Previous visiting research positions include European University Institute (2023); The Centre for Energy, Petroleum and Mineral Law and Policy (2019), Babes Bolyai University (2019), Max Planck Institute for Comparative and Private International Law (2013), Queen Mary University of London, Centre for Commercial Law Studies (2013), Institute for Advanced Legal Studies (2013).
Project
An Empirical Evaluation of Abusive Informal Debt Collection Regulation in South-East Asia and Australia: A Comparative Study.
Informal debt-collection practices (IDCPs) designate all methods employed by a creditor for debt recovery that do not involve the judiciary or other state agents (bailiffs, sheriffs, or police officers). In other words, it is a form of private enforcement. IDCPs are rampant in practice today in all legal systems, yet they are regulated only by few. This reality appears to be independent of the legal or economic development level. For instance, out of 27 EU Member States only 9 regulate, to various extents, IDCPs.
Debt-collection agencies offer a wide range of services, ranging from self-help repossession, to purchase and collection of receivables. Subjecting them to a functional legal framework, would ensure enough mechanisms and safeguards to monitor their activities. Still, unfortunately that is not always the case, which opens the path for abuse. In the light of this proposal, abusive IDCPs refers to debt collection practices infringing the consumer-debtor’s human rights to privacy, dignity, safety, and health (including mental health) as well as economic and other legal rights.
The project aims to address a gap in legal knowledge and will contribute significantly to the foundation for appropriate policy making in the field.

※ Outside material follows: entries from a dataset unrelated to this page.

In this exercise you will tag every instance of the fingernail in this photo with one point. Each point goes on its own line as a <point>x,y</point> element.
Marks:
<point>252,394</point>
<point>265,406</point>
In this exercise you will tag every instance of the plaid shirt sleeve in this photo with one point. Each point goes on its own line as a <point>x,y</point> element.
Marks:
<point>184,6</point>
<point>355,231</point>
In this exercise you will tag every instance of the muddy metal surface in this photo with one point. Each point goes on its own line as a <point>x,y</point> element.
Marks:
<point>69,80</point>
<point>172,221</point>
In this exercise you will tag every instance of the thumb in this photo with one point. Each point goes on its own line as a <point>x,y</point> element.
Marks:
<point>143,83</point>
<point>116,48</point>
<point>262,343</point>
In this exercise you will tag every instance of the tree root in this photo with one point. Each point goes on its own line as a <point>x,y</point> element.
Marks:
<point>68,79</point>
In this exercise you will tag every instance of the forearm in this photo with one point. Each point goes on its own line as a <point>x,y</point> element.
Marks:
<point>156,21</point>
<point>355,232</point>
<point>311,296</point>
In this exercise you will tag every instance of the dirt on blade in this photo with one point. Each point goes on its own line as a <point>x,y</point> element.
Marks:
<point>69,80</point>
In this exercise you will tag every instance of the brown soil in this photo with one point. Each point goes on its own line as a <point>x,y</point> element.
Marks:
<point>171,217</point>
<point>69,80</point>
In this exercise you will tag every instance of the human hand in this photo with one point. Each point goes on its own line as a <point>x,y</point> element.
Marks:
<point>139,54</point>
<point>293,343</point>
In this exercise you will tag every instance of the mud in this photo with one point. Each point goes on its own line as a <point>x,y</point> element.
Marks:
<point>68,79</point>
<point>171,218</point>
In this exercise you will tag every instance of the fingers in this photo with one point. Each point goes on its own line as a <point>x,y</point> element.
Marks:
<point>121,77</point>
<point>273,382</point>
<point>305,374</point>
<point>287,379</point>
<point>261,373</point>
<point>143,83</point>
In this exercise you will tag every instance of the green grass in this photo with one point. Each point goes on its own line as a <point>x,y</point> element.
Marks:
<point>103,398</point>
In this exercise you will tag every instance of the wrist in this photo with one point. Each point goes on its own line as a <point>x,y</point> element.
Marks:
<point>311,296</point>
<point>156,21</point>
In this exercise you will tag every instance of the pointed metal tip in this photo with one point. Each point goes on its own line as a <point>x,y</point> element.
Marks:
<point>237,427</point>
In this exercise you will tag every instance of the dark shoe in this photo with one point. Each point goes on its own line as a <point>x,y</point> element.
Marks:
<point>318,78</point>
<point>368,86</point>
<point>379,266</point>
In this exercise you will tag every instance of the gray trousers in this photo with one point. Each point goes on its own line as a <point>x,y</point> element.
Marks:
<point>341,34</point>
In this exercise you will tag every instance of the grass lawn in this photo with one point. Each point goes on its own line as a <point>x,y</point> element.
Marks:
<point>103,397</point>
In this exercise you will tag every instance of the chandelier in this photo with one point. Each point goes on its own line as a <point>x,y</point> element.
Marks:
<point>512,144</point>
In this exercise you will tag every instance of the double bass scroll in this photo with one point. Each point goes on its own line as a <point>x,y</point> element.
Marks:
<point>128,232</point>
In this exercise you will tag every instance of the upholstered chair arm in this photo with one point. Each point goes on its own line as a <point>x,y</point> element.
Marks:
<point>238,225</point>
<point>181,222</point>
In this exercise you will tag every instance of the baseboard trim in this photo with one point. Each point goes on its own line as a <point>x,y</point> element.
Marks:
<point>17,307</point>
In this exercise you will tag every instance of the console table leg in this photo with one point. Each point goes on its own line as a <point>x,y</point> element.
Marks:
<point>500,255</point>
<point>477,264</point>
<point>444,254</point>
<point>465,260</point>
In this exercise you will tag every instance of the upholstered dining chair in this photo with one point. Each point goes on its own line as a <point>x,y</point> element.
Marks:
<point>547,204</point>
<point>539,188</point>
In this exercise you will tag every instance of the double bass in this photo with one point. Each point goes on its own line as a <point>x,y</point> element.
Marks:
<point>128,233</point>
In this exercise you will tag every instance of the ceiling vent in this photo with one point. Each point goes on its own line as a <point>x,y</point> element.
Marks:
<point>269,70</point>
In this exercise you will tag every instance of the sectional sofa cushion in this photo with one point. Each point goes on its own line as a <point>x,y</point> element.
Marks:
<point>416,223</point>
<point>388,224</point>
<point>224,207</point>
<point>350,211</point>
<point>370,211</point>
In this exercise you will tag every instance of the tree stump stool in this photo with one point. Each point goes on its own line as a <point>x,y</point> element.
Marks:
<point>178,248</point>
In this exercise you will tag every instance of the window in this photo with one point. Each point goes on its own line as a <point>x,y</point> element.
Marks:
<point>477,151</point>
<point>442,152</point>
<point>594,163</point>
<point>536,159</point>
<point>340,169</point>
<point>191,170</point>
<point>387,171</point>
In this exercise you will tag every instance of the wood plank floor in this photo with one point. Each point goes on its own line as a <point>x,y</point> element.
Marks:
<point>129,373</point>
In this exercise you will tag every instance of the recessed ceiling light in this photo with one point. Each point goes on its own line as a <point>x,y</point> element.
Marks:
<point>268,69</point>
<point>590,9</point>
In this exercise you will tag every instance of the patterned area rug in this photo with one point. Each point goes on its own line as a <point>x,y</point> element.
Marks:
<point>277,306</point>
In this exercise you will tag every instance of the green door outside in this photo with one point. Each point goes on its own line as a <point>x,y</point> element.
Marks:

Through a close and fine-grained analysis, the project will:
- assess the role and appropriateness of current consumer protection legislation in tackling the issue of abusive IDCPs in South-East Asia and Australia,
- analyze sectorial national legislation of four South-Asian jurisdictions (where it exists) and Australia to identify policy aims, similarities and differences of various models concerning regulation of abusive IDCPs,
- assess the role of traditional liability remedies – civil, administrative, or criminal enforcement, level of fines and damages – in solving the issue of abusive IDCPs.
- compare findings with previous ones extracted from a pan-EU analysis to create a cross-regional picture towards a (more) global reach.